SPORTS

Alvarez vs. Smith: Can Canelo teach an undefeated fighter how to lose?

ARLINGTON, TX - SEPTEMBER 16:  (L-R) Canelo Alvarez of Mexico and Liam Smith of Great Britain pose after weigh-in for their WBO junior middleweight world championship fight at AT&T Stadium on September 16, 2016 in Arlington, Texas.  (Photo by Ronald Martinez/Getty Images)

ARLINGTON, TX - SEPTEMBER 16: (L-R) Canelo Alvarez of Mexico and Liam Smith of Great Britain pose after weigh-in for their WBO junior middleweight world championship fight at AT&T Stadium on September 16, 2016 in Arlington, Texas. (Photo by Ronald Martinez/Getty Images)  (2016 Getty Images)

To paraphrase the popular Mexican boxer at the heart of this weekend’s big fight, “Mexicans don’t mess around.” 

Saúl “Canelo” Alvarez (47-1-1) said that, only he used more colorful language, after disposing of British welterweight Amir Khan in the sixth round of his previous fight. Now faced with another British fighter, this time a lesser-known, but undefeated junior middleweight champion in Liam Smith, the oddsmakers seem to agree with Alvarez. 

The redhead from Guadalajara as a heavy favorite to win in Dallas.

Sporting odds websites such as Bovada and Bet Online have Alvarez down as a -1300 favorite. That means that in order to win $100, you would have to put $1,300 down. 

To put that in perspective, earlier this year Alvarez was just a -500 favorite against Khan.

Does that mean Smith has less of a chance? Actually, he has a much better chance than Khan of actually winning. What these odds really speak to is Smith’s relative obscurity to most of the boxing public outside his native U.K.

In fact, Smith has a surprisingly similar style to Alvarez. Both like to fight in spurts. Both rarely go backward. Both are constantly looking for big counterpunching opportunities. Both have a pretty tough set of whiskers as well – something Khan, sadly, did not have. 

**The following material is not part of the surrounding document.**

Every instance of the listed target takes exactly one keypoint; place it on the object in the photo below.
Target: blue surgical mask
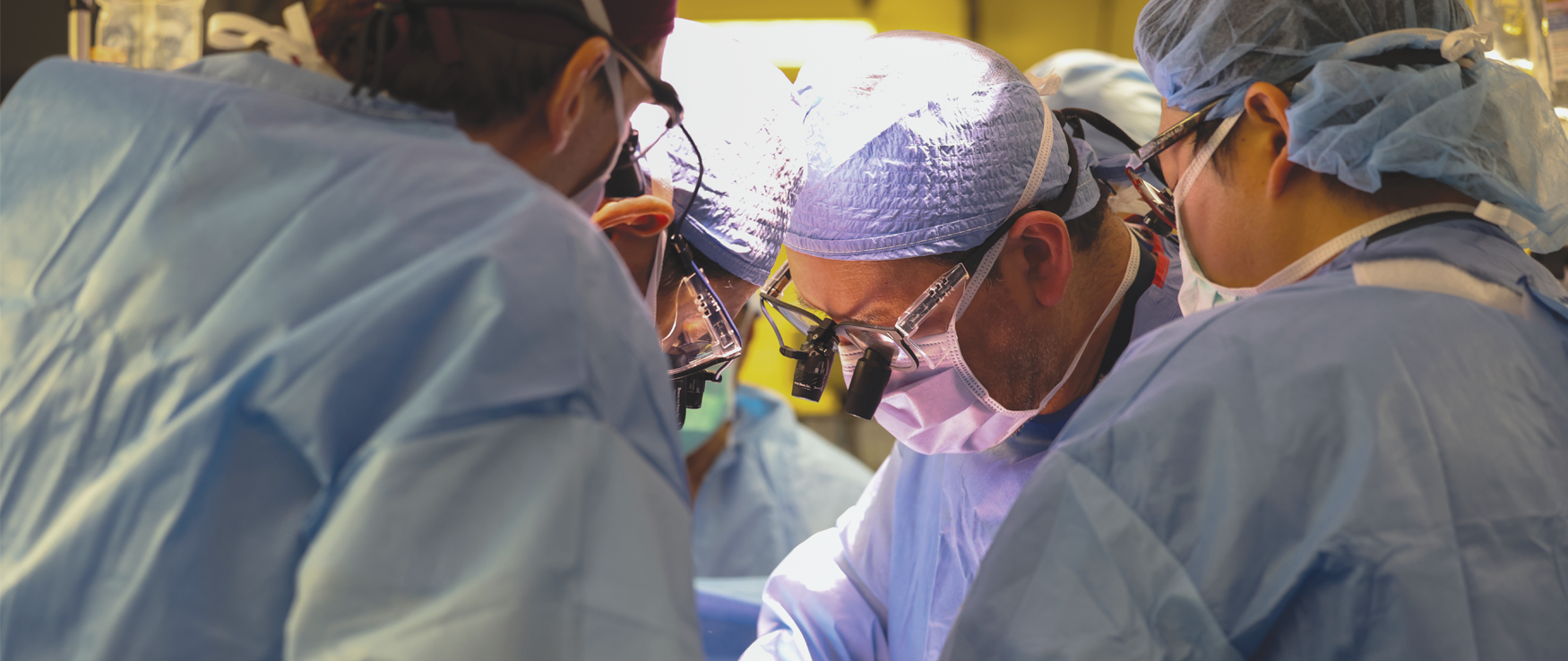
(719, 406)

If a stoppage does happen in this bout, it is likelier to come from an accumulation of punishment rather than a single shot.

What sets Alvarez apart from his opponent is his proven power and speed against elite competition. Smith hasn’t faced Hall of Famers like Miguel Cotto, Shane Mosley and Floyd Mayweather. He hasn't even faced the top tier talent of his own division, such as former junior middleweight champ Austin Trout or current WBA junior middleweight champ Erislandy Lara.

Alvarez has faced all of the above mentioned boxers and succeeded against all but one of them.

But like the now-retired American who gave Alvarez his first and only loss, Smith is an undefeated boxer, 23-0-1 with 13 wins coming by way of knockout, including eight in his last eight fights. 

This can’t be understated. An undefeated fighter just doesn’t know how to lose, and an undefeated champion has a lot to lose. 

Last weekend, current consensus pound-for-pound king and Román González moved up to try to wrestle the WBC junior flyweight world title away from Carlos Cuadras only to find the undefeated Mexican much tougher than he expected. 

González won, but he looked more swollen and beaten up than after any of his other fights. He openly admitted in a post-fight interview that Cuadras was the toughest fight of his career.

Regardless of who wins, Alvarez-Smith promises to be competitive. Despite that, there seems to be only passing interest in the fight. Headlines in the run-up often have more to do with current middleweight kingpin and potential Alvarez opponent, Gennady Golovkin.

Golovkin, looked sloppy in a fifth-round-knockout victory over previously undefeated British welterweight Kell Brook. Brook managed to tag Golovkin with fast combinations, including a highlight-worthy uppercut in Round 2. Golovkin personally rated his performance a three out of 10, considering far from his best.

But the Kazakh fighter is still the 160-pound gorilla in the Alvarez-Smith ring.

If Alvarez wins, the question of when he will climb into the ring with Golovkin will continue to dominate boxing chatter. 

And if Smith has his way, that question will be firmly erased from the minds of the boxing audience and replaced with, “When will Smith take on the heavy-handed middleweight?”